Use immediately after finishing complex changes in the code.
- Recommended Model: Gemini Flash or Claude Haiku for cost-effective code reviews
- Tools: Power tools with
bash
andfile_read
set to Always
Advanced Usage
Chaining Subagents
For complex workflows, you can chain multiple subagents:
> First use the code analyzer subagent to find performance issues, then use the optimizer subagent to fix them
Context Management
Subagents work with optimized contexts:
- Limited file inclusion: Only essential files are included for cost efficiency
- Focused prompts: Subagents receive clear, task-specific instructions
- Isolated execution: Each subagent runs independently without affecting the main conversation
Cost Management Strategies
Effective subagent configuration requires strategic model selection to balance cost and performance:
Model Selection Guidelines
- Planning & Architecture: Use Claude Opus for high-level design decisions, project planning, and complex architectural work where deep reasoning is critical
- Development & Coding: Use premium models (Claude 3.5 Sonnet, GPT-4) for complex implementation tasks, debugging, and feature development
- Code Review & Testing: Use Gemini Flash or Claude Haiku for routine code reviews, test execution, and quality assurance tasks
- Documentation & Maintenance: Use cost-effective models for documentation updates, refactoring suggestions, and maintenance tasks
Cost vs. Performance Tradeoffs
- Critical Path Tasks: Invest in premium models for core functionality and user-facing features
- Support Tasks: Use cost-effective models for validation, testing, and documentation
- Batch Processing: Configure subagents with cheaper models for bulk operations and repetitive tasks
This strategic approach ensures optimal AI spending while maintaining high-quality output across all task types.

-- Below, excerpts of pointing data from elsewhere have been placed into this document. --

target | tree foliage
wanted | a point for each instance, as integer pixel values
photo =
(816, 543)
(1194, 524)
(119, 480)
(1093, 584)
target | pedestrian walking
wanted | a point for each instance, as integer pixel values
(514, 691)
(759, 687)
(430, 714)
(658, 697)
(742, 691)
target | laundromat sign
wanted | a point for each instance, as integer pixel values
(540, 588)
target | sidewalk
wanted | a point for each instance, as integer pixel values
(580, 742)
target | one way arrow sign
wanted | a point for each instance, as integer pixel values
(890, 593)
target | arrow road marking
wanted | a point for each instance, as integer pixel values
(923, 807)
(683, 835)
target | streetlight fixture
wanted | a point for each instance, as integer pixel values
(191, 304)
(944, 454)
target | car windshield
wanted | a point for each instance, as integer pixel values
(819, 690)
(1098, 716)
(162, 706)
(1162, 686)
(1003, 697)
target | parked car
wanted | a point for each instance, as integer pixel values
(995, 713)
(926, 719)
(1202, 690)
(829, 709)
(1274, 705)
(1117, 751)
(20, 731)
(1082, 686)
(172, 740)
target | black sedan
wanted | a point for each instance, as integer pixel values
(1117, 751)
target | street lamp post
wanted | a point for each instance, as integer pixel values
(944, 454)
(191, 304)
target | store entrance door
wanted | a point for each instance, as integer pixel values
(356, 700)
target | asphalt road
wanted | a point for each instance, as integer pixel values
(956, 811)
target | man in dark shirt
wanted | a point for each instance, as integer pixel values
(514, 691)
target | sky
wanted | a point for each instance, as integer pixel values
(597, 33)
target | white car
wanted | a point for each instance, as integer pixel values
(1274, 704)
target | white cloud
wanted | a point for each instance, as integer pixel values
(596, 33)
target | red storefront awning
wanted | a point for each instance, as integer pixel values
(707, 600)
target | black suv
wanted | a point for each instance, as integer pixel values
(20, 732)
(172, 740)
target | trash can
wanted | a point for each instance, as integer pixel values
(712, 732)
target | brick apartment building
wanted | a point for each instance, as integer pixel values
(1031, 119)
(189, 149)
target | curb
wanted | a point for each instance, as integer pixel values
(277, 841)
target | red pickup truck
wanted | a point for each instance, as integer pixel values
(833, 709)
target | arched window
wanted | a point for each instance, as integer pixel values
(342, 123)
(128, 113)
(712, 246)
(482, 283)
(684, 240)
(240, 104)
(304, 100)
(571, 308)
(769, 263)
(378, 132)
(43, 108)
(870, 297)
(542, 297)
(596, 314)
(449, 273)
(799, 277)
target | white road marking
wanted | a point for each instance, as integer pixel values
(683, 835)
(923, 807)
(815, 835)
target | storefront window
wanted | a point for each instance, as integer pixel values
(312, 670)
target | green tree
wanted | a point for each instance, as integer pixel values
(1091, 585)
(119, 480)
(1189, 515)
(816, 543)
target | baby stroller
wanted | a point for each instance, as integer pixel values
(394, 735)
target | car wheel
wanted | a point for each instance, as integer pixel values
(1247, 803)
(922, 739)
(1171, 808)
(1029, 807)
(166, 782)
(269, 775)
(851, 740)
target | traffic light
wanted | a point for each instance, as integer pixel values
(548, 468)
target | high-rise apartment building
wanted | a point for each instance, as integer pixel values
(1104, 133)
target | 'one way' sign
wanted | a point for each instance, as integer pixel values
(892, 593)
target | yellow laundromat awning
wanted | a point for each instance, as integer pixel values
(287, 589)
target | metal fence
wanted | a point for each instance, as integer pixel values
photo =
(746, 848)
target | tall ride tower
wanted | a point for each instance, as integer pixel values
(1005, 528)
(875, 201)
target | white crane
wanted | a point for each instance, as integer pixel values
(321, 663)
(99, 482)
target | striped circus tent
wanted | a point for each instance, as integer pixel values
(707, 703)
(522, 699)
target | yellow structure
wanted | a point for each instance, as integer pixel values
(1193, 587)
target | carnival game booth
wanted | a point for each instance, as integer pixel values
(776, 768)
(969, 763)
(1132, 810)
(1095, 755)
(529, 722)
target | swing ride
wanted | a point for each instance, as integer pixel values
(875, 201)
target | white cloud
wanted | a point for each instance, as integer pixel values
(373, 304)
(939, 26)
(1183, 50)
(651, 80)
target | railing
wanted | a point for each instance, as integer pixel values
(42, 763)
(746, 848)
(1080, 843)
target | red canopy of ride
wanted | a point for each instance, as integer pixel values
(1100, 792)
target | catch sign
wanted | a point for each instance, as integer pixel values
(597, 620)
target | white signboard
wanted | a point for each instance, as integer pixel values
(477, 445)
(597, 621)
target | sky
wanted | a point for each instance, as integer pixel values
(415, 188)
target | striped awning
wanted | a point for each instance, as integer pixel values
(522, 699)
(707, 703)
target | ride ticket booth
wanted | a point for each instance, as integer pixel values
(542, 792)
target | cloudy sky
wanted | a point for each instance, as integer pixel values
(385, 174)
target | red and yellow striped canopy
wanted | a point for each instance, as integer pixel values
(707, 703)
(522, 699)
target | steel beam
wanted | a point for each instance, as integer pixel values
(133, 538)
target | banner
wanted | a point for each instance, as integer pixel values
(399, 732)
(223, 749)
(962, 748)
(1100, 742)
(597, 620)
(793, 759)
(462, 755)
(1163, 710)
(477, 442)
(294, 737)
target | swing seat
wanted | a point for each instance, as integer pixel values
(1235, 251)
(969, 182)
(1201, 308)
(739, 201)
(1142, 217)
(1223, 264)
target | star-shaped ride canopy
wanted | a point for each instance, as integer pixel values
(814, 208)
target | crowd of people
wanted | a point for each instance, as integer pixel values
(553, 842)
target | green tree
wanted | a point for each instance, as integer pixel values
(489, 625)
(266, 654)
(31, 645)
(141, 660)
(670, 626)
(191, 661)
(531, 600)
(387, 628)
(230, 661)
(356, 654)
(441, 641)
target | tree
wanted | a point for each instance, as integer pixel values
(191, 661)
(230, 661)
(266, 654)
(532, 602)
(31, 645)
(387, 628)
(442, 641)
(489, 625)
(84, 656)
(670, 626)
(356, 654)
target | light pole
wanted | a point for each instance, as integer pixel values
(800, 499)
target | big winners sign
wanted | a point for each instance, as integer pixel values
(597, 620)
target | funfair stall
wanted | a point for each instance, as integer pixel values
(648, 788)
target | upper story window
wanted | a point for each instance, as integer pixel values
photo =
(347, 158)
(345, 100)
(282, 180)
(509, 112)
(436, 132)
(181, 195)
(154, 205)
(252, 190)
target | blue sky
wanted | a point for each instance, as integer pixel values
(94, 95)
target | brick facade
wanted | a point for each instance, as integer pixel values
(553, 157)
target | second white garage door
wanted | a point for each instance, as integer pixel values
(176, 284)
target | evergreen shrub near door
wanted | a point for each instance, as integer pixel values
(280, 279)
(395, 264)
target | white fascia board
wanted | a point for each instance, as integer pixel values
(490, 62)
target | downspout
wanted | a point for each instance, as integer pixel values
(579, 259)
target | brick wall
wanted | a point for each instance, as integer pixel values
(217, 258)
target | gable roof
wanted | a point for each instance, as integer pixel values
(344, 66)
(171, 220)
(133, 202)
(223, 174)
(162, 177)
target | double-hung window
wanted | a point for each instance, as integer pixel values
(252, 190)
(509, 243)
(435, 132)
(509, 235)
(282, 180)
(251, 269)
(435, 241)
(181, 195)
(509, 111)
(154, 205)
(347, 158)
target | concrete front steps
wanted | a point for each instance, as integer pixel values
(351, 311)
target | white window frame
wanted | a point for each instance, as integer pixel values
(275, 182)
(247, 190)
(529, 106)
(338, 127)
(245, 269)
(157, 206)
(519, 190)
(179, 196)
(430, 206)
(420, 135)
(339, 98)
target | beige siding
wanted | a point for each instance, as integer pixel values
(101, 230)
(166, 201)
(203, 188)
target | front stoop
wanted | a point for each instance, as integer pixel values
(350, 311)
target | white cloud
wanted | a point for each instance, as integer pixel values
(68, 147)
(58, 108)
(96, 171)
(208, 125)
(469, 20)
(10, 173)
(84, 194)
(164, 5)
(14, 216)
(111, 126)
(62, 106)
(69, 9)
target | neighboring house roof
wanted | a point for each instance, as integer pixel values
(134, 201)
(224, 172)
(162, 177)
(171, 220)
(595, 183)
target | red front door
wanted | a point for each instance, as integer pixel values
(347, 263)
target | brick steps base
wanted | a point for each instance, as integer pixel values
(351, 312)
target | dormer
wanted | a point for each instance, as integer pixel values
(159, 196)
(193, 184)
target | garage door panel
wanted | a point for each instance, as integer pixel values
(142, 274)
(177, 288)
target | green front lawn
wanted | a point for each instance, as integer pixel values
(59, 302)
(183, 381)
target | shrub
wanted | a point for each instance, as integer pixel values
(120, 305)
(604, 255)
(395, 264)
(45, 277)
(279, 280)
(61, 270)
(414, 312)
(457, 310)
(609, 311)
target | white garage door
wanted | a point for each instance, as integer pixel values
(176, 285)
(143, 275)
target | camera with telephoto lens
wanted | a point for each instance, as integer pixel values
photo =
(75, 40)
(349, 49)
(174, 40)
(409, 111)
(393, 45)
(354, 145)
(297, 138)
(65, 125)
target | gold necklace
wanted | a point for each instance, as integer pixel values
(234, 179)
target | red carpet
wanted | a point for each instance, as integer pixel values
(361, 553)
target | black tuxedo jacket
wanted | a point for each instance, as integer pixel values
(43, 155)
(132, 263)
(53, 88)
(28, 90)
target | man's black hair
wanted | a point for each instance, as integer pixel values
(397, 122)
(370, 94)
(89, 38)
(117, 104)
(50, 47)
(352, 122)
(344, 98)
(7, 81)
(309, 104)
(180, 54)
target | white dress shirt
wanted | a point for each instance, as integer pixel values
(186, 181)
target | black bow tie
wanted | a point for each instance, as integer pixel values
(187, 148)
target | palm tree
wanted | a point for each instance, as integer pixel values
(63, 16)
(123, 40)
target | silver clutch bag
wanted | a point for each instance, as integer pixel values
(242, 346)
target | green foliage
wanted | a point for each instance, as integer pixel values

Performance Considerations
- Cost optimization: Subagents use reduced context windows and tool permissions
- Strategic model selection: Configure different models per subagent to optimize costs - use Claude Opus for planning/architectural tasks, premium models for complex development, and cost-effective models like Gemini Flash or Claude Haiku for routine tasks
- Speed: Focused subagents can complete specialized tasks faster than general-purpose agents
- Reliability: Specialized prompts lead to more consistent and accurate results
Troubleshooting
Common Issues
Subagent not being invoked automatically
- Verify the subagent is enabled and in Automatic mode
- Check that the description field clearly describes when to use the subagent
Subagent failing to complete tasks
- Review the system prompt for clarity and completeness
- Check that the subagent has access to necessary tools
- Verify tool approval settings aren't blocking required actions
Performance issues
- Monitor token usage and adjust context settings
- Consider breaking complex tasks into smaller subagent calls
- Review and optimize system prompts for efficiency
Getting Help
- Check the agent logs for detailed subagent execution information
- Review tool approval settings in the Agent Settings
- Test subagents with simple tasks to isolate configuration issues
Subagents in AiderDesk provide a powerful way to specialize AI assistance for your specific workflow needs, enabling more efficient, reliable, and cost-effective AI-powered development.